I don't think he's been denied anything he has asked for, unless he's asked for a medal for killing his fellow soldiers.

All is going just the way Hasan wants it to go. Or did you mean to say that the victims and their families were denied a speedy trial?

I don't see how that can be done within the confines of Due Process. He's not going to be taken out back to be shot or anything like that, no matter how angry anyone is about the time taken. High-profiles cases usually take a long time.

JMHO.

Pterodactyl

(1,687 posts)
7. I think the victims and defendants both deserve speedy trials.
Wed Aug 7, 2013, 10:10 PM
Aug 2013

The surviving Tsarnaev brother is going to be the same thing. They're going to spend forever figuring out how many lawyers can dance on the head of a pin and it'll go on and on and on.

freshwest

(53,661 posts)
8. IAT. That would be nice. But he's not being denied anything, IHMO. It's been Cadillac all the way.
Wed Aug 7, 2013, 10:29 PM
Aug 2013

I wasn't that fond of Cadillacs. Just sayin'

freshwest

(53,661 posts)
6. Thanks for the update and the link. It answers the question I had about this man:
Wed Aug 7, 2013, 12:35 PM
Aug 2013
The prosecution was led by Col. Michael Mulligan, one of the Army’s most aggressive and skillful lawyers. In 2005, he successfully prosecuted Hasan Akbar, an Army sergeant who was convicted and sentenced to death in a grenade attack on his own camp in Kuwait in 2003, though that case remains on appeal.
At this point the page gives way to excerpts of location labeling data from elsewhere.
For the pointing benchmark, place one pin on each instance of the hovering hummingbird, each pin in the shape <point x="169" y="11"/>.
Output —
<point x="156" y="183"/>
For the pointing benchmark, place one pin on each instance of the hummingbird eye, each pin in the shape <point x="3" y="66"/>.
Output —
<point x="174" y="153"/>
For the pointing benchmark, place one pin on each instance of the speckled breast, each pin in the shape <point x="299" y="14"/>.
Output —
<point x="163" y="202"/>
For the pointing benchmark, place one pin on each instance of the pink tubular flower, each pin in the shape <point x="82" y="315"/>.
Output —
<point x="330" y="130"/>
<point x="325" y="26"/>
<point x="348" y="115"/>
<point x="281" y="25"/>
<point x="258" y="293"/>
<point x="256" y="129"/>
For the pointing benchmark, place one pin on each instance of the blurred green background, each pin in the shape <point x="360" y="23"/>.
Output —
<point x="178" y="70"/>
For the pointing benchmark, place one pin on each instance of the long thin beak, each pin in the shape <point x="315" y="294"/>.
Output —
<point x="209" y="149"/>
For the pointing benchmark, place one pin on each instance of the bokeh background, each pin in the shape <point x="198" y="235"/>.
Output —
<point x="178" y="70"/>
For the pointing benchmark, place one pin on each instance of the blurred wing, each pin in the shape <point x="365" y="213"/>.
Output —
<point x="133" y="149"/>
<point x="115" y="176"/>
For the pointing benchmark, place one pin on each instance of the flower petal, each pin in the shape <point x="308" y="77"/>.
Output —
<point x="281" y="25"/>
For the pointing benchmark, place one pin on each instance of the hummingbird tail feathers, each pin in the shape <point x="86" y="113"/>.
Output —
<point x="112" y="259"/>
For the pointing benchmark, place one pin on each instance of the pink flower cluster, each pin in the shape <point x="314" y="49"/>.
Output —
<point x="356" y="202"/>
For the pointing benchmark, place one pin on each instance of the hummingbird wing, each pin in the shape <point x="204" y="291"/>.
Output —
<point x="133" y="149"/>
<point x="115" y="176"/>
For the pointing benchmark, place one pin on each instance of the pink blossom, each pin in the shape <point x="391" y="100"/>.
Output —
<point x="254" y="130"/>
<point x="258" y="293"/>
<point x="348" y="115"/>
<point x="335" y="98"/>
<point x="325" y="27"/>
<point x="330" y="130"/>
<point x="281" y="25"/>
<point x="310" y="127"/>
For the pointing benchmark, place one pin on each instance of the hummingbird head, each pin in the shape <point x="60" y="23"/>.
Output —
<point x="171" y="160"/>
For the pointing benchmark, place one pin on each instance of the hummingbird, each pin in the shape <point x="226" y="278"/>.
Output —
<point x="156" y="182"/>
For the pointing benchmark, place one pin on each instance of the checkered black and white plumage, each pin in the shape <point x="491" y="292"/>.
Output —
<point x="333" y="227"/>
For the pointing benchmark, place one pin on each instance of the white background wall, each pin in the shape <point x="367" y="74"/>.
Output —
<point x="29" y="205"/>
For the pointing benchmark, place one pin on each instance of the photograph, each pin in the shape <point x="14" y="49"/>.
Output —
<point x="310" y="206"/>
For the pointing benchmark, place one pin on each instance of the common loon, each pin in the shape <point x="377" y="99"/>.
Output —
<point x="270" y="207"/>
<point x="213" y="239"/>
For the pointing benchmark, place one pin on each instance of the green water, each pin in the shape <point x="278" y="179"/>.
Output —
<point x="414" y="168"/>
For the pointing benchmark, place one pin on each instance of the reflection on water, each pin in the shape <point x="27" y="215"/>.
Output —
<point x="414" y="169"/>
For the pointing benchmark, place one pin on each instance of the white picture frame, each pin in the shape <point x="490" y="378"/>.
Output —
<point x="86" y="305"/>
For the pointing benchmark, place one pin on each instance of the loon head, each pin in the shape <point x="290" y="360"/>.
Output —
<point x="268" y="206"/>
The article also answered another question I had. The last time the military executed anyone was in 1961, for the rape and attempted murder of an eleven year old girl, which was treated as a capital offense.

And Akbar has not been executed after a decade. I doubt that Hasan will be executed, either. I suspect we will be paying for his caregivers to take care of him the rest of his natural life, which will likely be a very long one.